Rebecca Wigfield

Personal information
- Nationality: British (English)
- Born: 8 August 1988 (age 37) Kettering, England

Sport
- Sport: Bowls
- Club: Desborough Town

Medal record
Representing England
World Outdoor Championships
| Silver medal – second place | 2016 Christchurch | fours |
Atlantic Bowls Championships
| Bronze medal – third place | 2015 Paphos | pairs |
| Bronze medal – third place | 2015 Paphos | fours |
| Bronze medal – third place | 2019 Cardiff | pairs |
British Isles Championships
| Gold medal – first place | 2016 | fours |
European Championships
| Gold medal – first place | 2017 Jersey | pairs |

= Rebecca Wigfield =

English lawn and indoor bowls player

Rebecca Louise Wigfield is an English international bowls player.

== Career history ==
Rebecca Wigfield has won two National Championships; in 2013 she won the National Two‐Wood Singles followed by the 2015 National Fours. In 2016, she won the Bowls England Women’s National Champion of Champions.

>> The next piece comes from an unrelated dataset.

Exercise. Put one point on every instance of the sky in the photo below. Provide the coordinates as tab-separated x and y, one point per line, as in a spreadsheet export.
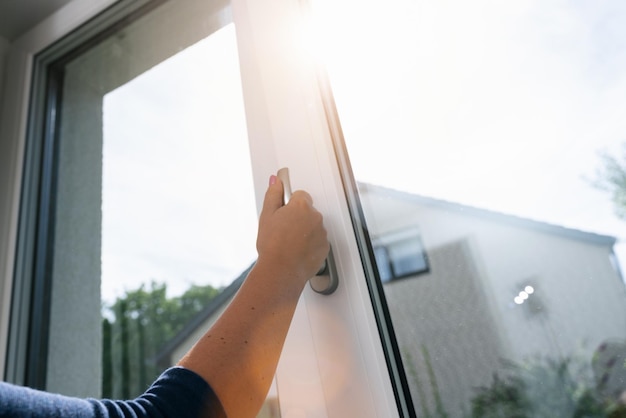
178	200
494	104
499	105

The bowler who represents Northamptonshire was part of the fours team with Wendy King, Jamie-Lea Winch and Ellen Falkner who won the silver medal at the 2016 World Outdoor Bowls Championship in Christchurch.

In 2015, she won the pairs and fours bronze medals at the Atlantic Bowls Championships and in 2019 she once again won the pairs bronze medal at the Atlantic Bowls Championships.

In 2023, she represented England in the British Isles series.